We compared three techniques; CEPSTRUM is the DNN that synthesizes cepstrum vectors, SPECTRUM has the same network structure as that of CEPSTRUM, but it outputs the spectral amplitudes directly, and INTEG is the proposed DNN that synthesizes spectrum amplitudes with the proposed pre-training framework. In these techniques, the dynamic and acceleration features were not used. Figure 5 shows structures of constructed DNNs for each technique. We trained five-hidden-layer DNN-based acoustic models for each technique. The number of units in each of the hidden layers was set to 1024. Random initialization was used in a way similar to [1]. In INTEG, we trained the symmetric five-hidden-layer auto-encoder. The numbers of units of the hidden layers were 2049, 500, 60, 500 and 2049 As a result, we constructed and fine-tuned the eight-hidden-layer (1024-1024-1024-1024-1024-60-500-2049) DNN for INTEG. We used a sigmoid function for all units of hidden and output layers of all DNNs.

Fig. 5
figure 5

Structures of constructed DNNs for each technique

For each waveform, we first extract its frequency spectra using the STRAIGHT vocoder with 2049 FFT points. For constructing the conventional system, 59 dimensional cepstrum coefficients were used. Spectrum and cepstrum were both frequency-warped using the Bark scale.

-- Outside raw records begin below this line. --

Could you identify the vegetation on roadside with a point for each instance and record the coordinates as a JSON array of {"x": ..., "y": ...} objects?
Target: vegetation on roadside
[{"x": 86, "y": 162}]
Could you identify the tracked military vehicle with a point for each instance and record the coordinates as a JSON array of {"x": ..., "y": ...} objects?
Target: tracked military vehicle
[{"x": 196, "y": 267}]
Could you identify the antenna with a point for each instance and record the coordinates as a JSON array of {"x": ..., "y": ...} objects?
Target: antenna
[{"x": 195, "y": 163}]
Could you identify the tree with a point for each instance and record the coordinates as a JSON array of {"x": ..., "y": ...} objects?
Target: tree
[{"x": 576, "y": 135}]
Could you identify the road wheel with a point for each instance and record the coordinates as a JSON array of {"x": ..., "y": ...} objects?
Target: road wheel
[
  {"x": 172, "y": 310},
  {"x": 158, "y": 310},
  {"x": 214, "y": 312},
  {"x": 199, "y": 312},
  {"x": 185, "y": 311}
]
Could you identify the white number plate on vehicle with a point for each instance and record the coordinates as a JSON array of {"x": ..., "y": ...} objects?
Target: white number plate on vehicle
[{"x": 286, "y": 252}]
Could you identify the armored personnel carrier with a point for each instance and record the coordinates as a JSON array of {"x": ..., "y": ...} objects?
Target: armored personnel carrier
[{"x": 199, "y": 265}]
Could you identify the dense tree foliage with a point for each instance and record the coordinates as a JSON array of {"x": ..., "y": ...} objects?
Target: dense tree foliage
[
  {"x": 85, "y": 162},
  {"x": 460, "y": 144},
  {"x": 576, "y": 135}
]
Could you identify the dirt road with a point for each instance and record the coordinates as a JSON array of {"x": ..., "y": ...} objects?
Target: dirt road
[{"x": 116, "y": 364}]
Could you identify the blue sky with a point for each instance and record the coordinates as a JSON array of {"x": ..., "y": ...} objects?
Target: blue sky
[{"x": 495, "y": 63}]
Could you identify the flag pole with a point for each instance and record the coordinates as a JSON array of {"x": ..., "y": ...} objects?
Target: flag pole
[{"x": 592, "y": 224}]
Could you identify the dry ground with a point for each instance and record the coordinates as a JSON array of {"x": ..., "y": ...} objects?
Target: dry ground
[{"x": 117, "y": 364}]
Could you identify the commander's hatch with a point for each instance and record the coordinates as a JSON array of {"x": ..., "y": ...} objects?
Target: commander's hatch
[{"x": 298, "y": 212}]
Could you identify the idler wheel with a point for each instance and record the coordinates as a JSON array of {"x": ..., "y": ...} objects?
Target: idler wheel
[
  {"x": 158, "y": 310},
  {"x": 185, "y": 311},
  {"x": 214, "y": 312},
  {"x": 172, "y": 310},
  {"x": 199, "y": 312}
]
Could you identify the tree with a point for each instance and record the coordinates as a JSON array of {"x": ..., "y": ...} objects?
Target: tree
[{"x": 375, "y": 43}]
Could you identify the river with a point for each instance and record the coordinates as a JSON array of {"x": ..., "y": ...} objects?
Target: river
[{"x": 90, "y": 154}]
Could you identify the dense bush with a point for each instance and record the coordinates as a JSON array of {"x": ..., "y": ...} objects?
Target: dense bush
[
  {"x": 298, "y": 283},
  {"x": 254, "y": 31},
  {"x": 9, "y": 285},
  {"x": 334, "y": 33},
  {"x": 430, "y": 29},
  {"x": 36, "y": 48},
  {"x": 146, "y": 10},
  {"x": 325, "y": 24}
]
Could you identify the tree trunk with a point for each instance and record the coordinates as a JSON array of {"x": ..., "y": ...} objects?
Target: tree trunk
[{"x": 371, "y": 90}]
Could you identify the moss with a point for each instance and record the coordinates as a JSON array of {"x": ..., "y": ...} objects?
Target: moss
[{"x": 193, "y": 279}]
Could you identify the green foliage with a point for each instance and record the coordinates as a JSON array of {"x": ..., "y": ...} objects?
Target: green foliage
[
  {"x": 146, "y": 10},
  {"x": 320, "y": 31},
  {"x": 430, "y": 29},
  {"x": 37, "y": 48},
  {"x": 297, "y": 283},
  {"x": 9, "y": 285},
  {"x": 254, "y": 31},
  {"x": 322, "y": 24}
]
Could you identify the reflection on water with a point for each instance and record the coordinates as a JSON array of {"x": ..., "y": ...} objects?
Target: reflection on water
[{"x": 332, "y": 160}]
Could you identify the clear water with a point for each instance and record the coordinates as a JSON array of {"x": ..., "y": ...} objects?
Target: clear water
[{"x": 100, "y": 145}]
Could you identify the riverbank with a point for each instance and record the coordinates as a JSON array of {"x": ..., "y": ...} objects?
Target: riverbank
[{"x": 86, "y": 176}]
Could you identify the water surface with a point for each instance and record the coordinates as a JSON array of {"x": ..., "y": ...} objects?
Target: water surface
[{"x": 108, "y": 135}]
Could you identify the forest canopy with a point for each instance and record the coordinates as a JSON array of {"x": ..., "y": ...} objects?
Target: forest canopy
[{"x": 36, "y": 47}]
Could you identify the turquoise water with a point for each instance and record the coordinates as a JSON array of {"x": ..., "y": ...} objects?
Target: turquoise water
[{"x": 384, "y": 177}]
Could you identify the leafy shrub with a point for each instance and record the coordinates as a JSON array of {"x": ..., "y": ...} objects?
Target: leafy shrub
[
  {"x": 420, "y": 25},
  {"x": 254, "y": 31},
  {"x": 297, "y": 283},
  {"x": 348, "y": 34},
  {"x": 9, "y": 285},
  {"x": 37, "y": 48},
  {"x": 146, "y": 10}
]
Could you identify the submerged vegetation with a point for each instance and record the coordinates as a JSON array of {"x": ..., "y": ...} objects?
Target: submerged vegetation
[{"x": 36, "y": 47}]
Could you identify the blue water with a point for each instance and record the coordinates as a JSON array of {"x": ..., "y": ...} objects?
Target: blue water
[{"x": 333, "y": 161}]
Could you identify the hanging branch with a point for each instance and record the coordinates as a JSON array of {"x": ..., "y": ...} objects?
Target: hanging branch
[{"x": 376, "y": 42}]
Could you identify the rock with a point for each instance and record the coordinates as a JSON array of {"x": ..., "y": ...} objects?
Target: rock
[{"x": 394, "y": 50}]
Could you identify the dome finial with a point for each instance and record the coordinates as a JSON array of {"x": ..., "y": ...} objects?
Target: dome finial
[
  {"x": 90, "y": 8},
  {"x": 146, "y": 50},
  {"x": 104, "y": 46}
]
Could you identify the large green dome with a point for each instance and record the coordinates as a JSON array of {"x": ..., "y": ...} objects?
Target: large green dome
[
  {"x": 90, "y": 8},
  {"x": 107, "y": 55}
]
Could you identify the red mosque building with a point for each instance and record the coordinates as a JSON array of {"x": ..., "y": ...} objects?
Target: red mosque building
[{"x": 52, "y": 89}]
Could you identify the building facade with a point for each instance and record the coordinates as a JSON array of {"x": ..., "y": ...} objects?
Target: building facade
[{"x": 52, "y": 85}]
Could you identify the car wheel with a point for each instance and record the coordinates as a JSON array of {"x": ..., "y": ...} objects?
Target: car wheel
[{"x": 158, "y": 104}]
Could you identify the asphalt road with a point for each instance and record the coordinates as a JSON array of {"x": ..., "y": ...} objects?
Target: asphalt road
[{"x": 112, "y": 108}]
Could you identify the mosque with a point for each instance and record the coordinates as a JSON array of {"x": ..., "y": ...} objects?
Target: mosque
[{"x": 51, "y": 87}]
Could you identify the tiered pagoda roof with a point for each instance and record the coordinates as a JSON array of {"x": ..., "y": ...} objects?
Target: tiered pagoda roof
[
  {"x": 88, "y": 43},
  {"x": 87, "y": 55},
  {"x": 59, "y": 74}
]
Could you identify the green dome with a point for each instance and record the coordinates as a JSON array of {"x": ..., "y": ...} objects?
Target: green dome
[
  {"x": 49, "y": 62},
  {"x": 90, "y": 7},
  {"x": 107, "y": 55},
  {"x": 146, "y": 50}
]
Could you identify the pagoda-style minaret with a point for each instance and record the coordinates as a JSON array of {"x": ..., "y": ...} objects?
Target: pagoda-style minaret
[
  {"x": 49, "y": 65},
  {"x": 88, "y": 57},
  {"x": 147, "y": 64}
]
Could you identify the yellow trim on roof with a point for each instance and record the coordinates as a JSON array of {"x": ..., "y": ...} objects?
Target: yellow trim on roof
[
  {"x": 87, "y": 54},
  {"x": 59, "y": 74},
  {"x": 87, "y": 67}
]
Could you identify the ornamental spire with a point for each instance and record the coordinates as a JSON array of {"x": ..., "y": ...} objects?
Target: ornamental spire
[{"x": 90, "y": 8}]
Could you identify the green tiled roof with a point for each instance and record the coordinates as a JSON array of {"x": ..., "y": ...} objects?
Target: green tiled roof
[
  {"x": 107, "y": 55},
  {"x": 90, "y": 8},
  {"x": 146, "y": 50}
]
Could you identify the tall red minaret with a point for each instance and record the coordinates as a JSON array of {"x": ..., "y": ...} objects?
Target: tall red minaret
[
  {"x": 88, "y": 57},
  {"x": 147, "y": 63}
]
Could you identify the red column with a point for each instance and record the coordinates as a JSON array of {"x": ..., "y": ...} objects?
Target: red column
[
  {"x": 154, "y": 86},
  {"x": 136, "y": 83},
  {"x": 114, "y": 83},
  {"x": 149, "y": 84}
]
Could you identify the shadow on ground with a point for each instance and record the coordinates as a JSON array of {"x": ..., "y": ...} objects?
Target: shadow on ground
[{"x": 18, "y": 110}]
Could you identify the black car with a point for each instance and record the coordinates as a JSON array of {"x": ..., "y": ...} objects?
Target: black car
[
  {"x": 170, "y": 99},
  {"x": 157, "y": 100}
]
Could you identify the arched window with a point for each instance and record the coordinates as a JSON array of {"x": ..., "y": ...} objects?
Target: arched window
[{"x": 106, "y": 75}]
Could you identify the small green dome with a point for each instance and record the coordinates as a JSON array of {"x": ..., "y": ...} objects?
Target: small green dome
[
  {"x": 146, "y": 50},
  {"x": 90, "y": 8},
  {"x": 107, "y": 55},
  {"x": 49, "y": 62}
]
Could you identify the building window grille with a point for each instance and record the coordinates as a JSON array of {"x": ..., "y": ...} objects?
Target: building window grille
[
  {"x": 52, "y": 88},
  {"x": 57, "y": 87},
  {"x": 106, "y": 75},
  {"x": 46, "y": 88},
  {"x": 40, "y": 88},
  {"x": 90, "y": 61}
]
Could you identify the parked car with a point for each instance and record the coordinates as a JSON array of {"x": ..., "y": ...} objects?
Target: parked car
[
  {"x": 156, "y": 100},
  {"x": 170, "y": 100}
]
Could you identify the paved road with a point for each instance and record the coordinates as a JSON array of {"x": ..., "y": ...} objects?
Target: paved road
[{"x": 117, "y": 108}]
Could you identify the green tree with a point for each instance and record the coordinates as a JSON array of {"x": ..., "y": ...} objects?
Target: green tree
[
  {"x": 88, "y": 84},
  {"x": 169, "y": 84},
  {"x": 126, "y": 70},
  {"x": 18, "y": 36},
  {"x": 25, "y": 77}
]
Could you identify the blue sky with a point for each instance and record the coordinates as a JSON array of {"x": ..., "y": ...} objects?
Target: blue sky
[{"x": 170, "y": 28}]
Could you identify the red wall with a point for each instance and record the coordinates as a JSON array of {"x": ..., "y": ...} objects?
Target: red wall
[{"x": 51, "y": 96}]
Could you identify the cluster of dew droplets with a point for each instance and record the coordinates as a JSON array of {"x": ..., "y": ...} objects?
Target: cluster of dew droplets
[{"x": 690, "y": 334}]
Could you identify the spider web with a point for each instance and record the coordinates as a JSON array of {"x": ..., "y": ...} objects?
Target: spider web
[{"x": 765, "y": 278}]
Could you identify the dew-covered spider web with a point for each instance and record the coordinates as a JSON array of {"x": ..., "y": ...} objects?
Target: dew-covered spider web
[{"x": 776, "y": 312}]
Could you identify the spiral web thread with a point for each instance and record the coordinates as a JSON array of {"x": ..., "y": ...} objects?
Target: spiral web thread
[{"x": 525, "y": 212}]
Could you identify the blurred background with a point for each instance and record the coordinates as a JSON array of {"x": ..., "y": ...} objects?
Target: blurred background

Note that all the techniques synthesize only spectrum features and other requisite acoustic features; that is, F0 and aperiodicity measures were synthesized from the same HMM-based synthesis system [13]. Feature vectors for HMMs were comprised of 258 dimensions: 59 dimensional bark-cepstral coefficients (plus the 0th coefficient), log f0, 25 dimensional band aperiodicity measures, and their dynamic and acceleration coefficients. Phoneme durations were also estimated by HMM-based speech synthesis. The context-dependent labels were built using the pronunciation lexicon Combilex [14]. The linguistic features for DNN acoustic models were comprised of 897 dimensions: 858 dimensional binary features for categorical linguistic contexts, 36 numerical features for numerical linguistic contexts, and three numerical features for the position of the current frame and duration of the current segment. The linguistic features and spectral amplitudes in the training data were normalized for training DNNs. In the proposed technique, however, the bottleneck features are not normalized, and the normalization process is not used for hidden units in the integrated DNN. The input linguistic features were normalized to have zero-mean unit-variance, whereas the output spectral amplitudes were normalized to be within 0.0–1.0.

We synthesized speech samples from spectrum amplitudes, F0 features and aperiodicity measures using the STRAIGHT vocoder in all techniques. In CEPSTRUM, synthesized cepstral vectors were converted into spectrum amplitudes for using the STRAIGHT vocoder.

In subjective experiments, two preference tests were conducted. Seven subjects participated in both listening tests. Thirty sentences were randomly selected from the 180 sentences for each subject. The experiment was carried out using headphones in a quiet room.

Fig. 6
figure 6

Results of preference test

5.1 Experimental Result

Figure 6 shows the results of the preference tests with 95 % confidence intervals. In the first preference test, they were asked to compare the DNN that synthesizes cepstrum vectors (CEPSTRUM) with the proposed DNN (INTEG). In the second preference test, they were asked to compare the DNN without the proposed pre-training technique that synthesizes spectrum amplitudes (SPECTRUM) with the proposed DNN (INTEG). The figure shows that the proposed technique produces more natural-sounding speech than other techniques. This indicates that the DNN that directly synthesizes spectra was efficiently trained using the proposed technique.

6 Conclusion

In this paper, we have proposed a technique for constructing a DNN that directly synthesizes spectral amplitudes. On the basis of the general flow for constructing the statistical parametric speech synthesis systems, a part of layers of a DNN could be efficiently pre-trained. Experimental results showed that the proposed technique increased the quality of synthetic speech.

In future work, we will investigate the effect of structures of a DNN-based acoustic model and a DNN-based spectrum auto-encoder more thoroughly. Time derivative features will also be interesting to investigate.